A few studies have reported evidence of the role of exosomal lncRNAs in glioma and glioblastoma angiogenesis. An in vitro study with glioma cell lines demonstrated that HUVECs can take up exosomal CCAT2 to promote migration, proliferation, tubular-like structure formation, and arteriole formation [94]. Similarly, the POU class 3 homeobox 3 (POU3F3) was upregulated in glioma tissue. When human brain microvascular endothelial cells (HBMVECs) were treated with exosomes loaded with POU3F3, they exhibited better migration, proliferation, tubular-like structure formation, and arteriole formation. Mechanistically, POU3F3 was shown to upregulate bFGF, bFGFR, VEGFA, and Angio [95]. Moreover, cell line A172 was cultured to demonstrate that EVs loaded with the HOX transcript antisense RNA (HOTAIR) had a pro-angiogenic activity in HBMVECS via VEGFA [96]. In glioblastoma, lncRNA HIF1A antisense RNA 2 (AHIF) was found upregulated in tissue samples, and when cultured with glioblastoma cell lines, exosomal AHIF regulated factors associated with migration and angiogenesis [97].

3.7. Other Cancer Types

In ovarian cancer, an in vitro study revealed that lncRNA activated by TGF-β (ATB) promoted viability and angiogenesis of HUVECs by sponging miR-204-3p and thus upregulating TGFβ-R2 [127]. Similarly, elevated serum exosomal metastasis-associated lung adenocarcinoma transcript 1 (MALAT1) promoted angiogenesis and was highly correlated with an advanced and metastatic phenotype of epithelial ovarian cancer [118]. Another study demonstrated taurine-upregulated 1 (TUG1) overexpression in human cervical cancer cell lines.

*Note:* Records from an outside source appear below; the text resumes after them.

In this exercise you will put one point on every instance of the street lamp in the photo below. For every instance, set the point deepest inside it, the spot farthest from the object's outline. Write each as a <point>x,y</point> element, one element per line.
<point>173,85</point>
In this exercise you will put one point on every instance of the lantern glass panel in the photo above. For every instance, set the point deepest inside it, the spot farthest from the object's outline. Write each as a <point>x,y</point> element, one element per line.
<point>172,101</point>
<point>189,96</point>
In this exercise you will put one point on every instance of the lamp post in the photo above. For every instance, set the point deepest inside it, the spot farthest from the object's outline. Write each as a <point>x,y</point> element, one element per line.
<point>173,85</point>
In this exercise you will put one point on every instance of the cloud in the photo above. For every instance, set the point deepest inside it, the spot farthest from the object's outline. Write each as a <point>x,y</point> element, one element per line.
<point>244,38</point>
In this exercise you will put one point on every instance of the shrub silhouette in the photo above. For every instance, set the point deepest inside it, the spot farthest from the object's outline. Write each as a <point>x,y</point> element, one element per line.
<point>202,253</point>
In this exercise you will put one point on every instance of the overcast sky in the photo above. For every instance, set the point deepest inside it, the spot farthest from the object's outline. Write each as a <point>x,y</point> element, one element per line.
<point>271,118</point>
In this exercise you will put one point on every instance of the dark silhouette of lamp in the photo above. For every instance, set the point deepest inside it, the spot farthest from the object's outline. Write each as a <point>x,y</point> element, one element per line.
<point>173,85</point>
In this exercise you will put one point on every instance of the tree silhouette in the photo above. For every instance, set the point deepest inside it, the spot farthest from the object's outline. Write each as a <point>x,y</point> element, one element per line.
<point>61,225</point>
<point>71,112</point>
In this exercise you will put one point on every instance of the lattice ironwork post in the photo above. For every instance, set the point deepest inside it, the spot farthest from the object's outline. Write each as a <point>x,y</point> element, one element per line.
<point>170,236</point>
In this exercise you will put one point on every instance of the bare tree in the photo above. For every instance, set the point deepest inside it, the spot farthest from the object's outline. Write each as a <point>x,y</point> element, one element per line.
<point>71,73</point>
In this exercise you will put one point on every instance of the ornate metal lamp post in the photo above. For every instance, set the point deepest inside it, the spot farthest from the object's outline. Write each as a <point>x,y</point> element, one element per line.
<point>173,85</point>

When TUG1 was depleted, the exosome-mediated pro-angiogenic potential of HUVECs was impaired by modulating angiogenesis-related genes like VEGFA, MMP9, TGFβ, IL-8, and bFGF [119]. In breast cancer cell lines, the metadherin (MTDH) gene improved cell viability and angiogenesis in endothelial cells. The molecular cascade was promoted by exosomal circular homeodomain-interacting protein kinase 3 (circ-HIPK3), which sponged miR-124-3p and in turn upregulated MTDH [120]. Liu et al. Campo [121] demonstrated that exosomal overexpression of the FYVE, RhoGF, and PH domain-containing 5 antisense 1 (FGD5-AS1) enhanced the proliferation, migration, angiogenesis, and permeability of HUVECs by regulating the endothelial miR-6838-5p/Vav guanine nucleotide exchange factor 2 (VAV2) axis. A total of 25 peripheral blood samples from 20 multiple myeloma patients and 5 matched healthy controls showed overexpression of the circular ATPase phospholipid-transporting 10A (circ-ATP10A) in the multiple myeloma samples, mechanistically acting as a sponge of several miRNAs to consequently regulate the expression of downstream VEGFB, HIF1A, PDGFA, and FGF [122].